Personal & Athletic Training in St. John's, Newfoundland

Get Your Butt in the Gym: Strength Exercises for Runners

By jonerikkawamoto | In Leg Training | On February 14th, 2012

Dragon T-shirt

*How distance runners think they’ll look after spending some time in the gym*

“I’m going to build extra massand run slower.” It’s not a very encouraging thought for most runners – but that’s what they fear will happen if they start lifting weights. With visions of huge muscle-bound men and women grunting while throwing chalk-covered weights around the gym, it’s not surprising that many runners shy away from the weight room. But these stereotypes are wrong: runners can actually benefit from a wide variety of gym routines, ranging from plyometric (jump) training to improve neuromuscular efficiency, to upper-body weights to improve core stability and reduce unwanted rotation. In general, resistance training can cut the risk of injury, correct for muscular imbalances and improve strength in muscles, connective tissues, tendons and ligaments.
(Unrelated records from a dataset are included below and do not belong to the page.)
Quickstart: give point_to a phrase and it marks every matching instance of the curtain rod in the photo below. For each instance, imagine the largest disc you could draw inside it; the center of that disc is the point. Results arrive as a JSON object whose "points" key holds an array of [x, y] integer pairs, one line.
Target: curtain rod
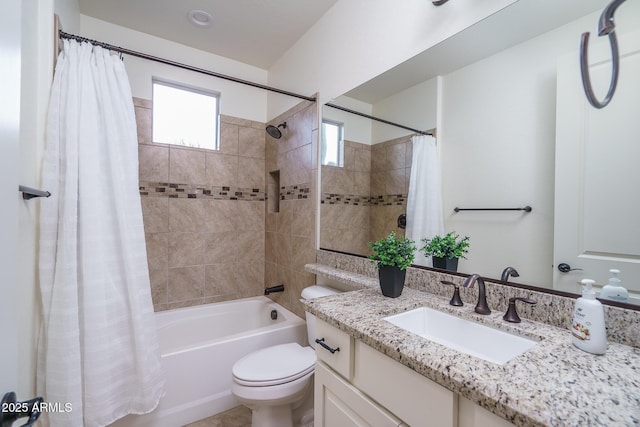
{"points": [[125, 51], [357, 113]]}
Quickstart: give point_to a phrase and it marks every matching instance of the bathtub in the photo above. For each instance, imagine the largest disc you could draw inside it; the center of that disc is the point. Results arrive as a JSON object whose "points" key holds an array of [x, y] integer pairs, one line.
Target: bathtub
{"points": [[200, 344]]}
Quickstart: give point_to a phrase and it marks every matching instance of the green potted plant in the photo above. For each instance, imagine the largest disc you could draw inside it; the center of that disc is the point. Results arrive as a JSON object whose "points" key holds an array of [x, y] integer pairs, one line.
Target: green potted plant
{"points": [[446, 250], [393, 255]]}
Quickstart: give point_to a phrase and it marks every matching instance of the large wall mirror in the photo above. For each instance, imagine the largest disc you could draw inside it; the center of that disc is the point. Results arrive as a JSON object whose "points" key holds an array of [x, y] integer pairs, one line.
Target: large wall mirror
{"points": [[513, 130]]}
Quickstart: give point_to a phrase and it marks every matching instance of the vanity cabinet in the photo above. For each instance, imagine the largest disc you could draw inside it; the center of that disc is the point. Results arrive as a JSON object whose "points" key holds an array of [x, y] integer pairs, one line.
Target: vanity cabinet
{"points": [[356, 385]]}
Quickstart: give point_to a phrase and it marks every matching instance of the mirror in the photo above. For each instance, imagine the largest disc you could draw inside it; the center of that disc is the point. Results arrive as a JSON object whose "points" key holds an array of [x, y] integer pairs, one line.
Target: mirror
{"points": [[493, 100]]}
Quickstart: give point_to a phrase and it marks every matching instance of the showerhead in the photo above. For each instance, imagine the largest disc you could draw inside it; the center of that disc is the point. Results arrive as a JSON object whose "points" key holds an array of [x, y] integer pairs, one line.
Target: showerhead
{"points": [[274, 131]]}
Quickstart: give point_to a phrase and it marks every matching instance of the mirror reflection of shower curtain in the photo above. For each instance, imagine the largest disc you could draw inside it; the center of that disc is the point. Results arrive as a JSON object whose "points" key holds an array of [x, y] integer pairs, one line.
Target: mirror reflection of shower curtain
{"points": [[98, 349], [424, 203]]}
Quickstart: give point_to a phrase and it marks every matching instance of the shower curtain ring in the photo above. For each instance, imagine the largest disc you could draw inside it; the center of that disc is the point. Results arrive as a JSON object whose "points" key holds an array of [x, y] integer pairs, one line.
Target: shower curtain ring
{"points": [[584, 70]]}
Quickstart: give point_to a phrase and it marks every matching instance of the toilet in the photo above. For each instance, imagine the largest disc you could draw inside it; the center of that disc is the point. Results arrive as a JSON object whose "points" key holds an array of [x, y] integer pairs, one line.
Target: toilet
{"points": [[276, 382]]}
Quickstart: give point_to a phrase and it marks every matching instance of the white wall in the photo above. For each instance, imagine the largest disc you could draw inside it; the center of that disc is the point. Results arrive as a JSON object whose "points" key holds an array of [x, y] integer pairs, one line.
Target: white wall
{"points": [[236, 100], [37, 72], [415, 107], [10, 52], [356, 128], [380, 35]]}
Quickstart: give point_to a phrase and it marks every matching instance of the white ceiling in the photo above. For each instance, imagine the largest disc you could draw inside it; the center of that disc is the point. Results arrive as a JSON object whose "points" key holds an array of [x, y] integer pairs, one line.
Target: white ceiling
{"points": [[255, 32], [493, 34]]}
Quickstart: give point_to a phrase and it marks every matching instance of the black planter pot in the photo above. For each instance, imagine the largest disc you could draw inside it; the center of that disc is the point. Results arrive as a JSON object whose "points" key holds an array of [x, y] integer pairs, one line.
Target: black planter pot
{"points": [[391, 280], [450, 264]]}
One key area where runners often develop problems is around the hips, where muscle imbalances can lead to a host of problems, such as hamstring strains and hip pain. Fortunately, a few key strengthening exercises, described below, will help address the underlying problems.

Muscle imbalances can be defined as differences in muscle length or muscle strength between opposing muscles or between the same muscles on opposite sides of the body. Runners typically develop weak gluteus maximus (buttocks) and iliopsoas muscles (deep hip flexors), while two superficial hip flexors (tensor fascia lata and the rectus femoris) and the hamstring muscle groups become strong and quite dominant. Stronger and tighter hip flexors also alter the pelvic alignment leading to anterior (forward) pelvic tilt, exacerbating the problem of dormant gluteals. These muscle imbalances result in movement impairments and altered joint motion at the hip. This phenomenon is known as gluteal amnesia, and can result in hamstring strains and other hip problems.

To assess for hamstring dominance, try this movement: Lie on your back and lift your hips off the ground (this is called a “glute bridge”). Those individuals with hamstring dominance and weak gluteals will immediately contract the hamstrings to lift the hips. The goal is to have minimal to no hamstring activation during this movement.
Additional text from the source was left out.